1. Heel veel rust bieden.
2. We leerden dat we zo min mogelijk in moesten gaan op wat ze zei. Dat was een leerproces. Gaandeweg bleek dat we vaak door even te wachten met reageren helemaal niks hoefden te zeggen. Dan was de focus van Marga alweer anders.
3. Middagdutjes als de nachten turbulent waren.
4. Geduld bewaren.
5. Vertrouwen hebben/houden in een goede afloop.
6. De signalen zien dat het beter gaat, hoe klein ze soms ook zijn. 
7. Tijdig afstand kunnen nemen van de situatie (wat in dit geval voor de moeder nagenoeg onmogelijk was).
8. Accepteren dat er voor mensen met PWS die thuis wonen en een psychose ontwikkelen nog geen maatwerk/begeleiding bestaat in Nederland.

Reïntegratie na de psychose
Omdat alle problemen ontstonden op haar werkplek was een reïntegratietraject op die plek uitgesloten.

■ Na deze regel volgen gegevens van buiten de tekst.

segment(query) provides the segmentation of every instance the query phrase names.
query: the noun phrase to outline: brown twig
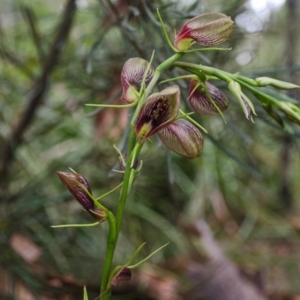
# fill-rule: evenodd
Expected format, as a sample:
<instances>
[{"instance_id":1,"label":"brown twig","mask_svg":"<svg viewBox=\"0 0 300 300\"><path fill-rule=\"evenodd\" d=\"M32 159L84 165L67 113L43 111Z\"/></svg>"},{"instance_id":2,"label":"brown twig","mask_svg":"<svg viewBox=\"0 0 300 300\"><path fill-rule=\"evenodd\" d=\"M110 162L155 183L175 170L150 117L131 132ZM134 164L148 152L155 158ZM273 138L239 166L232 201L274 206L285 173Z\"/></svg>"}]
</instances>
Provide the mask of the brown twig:
<instances>
[{"instance_id":1,"label":"brown twig","mask_svg":"<svg viewBox=\"0 0 300 300\"><path fill-rule=\"evenodd\" d=\"M2 178L6 177L8 166L14 159L15 150L22 143L24 132L33 121L35 112L47 92L51 74L58 63L63 46L67 41L75 11L76 0L69 0L63 11L62 19L50 47L49 54L45 59L41 75L36 80L33 91L28 96L28 104L25 106L23 112L21 112L21 117L3 146L0 160L0 176Z\"/></svg>"}]
</instances>

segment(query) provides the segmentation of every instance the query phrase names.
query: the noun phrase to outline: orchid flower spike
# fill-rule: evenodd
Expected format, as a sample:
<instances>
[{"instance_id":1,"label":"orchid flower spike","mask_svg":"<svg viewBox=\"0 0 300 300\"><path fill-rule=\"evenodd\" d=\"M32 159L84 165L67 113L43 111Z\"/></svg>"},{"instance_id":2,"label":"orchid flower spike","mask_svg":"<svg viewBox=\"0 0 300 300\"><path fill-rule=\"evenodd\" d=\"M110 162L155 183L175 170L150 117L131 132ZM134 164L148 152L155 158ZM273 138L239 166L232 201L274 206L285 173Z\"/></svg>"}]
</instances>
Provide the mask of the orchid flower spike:
<instances>
[{"instance_id":1,"label":"orchid flower spike","mask_svg":"<svg viewBox=\"0 0 300 300\"><path fill-rule=\"evenodd\" d=\"M182 26L174 46L179 52L186 51L193 42L202 46L215 46L225 42L233 30L233 21L222 13L208 13L195 17Z\"/></svg>"},{"instance_id":2,"label":"orchid flower spike","mask_svg":"<svg viewBox=\"0 0 300 300\"><path fill-rule=\"evenodd\" d=\"M139 57L130 58L125 62L121 72L122 100L128 103L138 100L139 90L147 69L148 73L145 77L146 85L154 74L154 69L152 67L149 68L149 62Z\"/></svg>"}]
</instances>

Maar wat dan wel? Voor het gebrek aan een goede begeleiding naar een alternatief reïntegratietraject voor Marga krijgt de werkgever een boete opgelegd: de bedrijfsarts van het UWV verklaart Marga beter op kosten van haar werkgever. Dit geeft lucht en samen met Marga vinden haar ouders een plek voor Marga op een kleinschalige zorgboerderij waar in een vast stramien veel verschillende activiteiten, en zelfs productiewerk tot de mogelijkheden behoren. Ze heeft hier inmiddels haar draai gevonden en het erg naar haar zin. Marga ontvangt in deze nieuwe situatie een verhoogde wajong uitkering. 

Toekomst
Gelukkig is Marga goed hersteld na haar psychose. Met haar wat verhoogde prikkelgevoeligheid is het spannend of ze een nieuwe psychose kan ontwikkelen. Niemand weet wat de toekomst brengt. De ouders zijn nu in ieder geval beter voorbereid op eventuele signalen. Tevens kennen ze positieve voorbeelden uit hun omgeving waar een stabiele thuissituatie de kans op herhaling lijkt te verkleinen. Ze durven weer vertrouwen te hebben in de toekomst.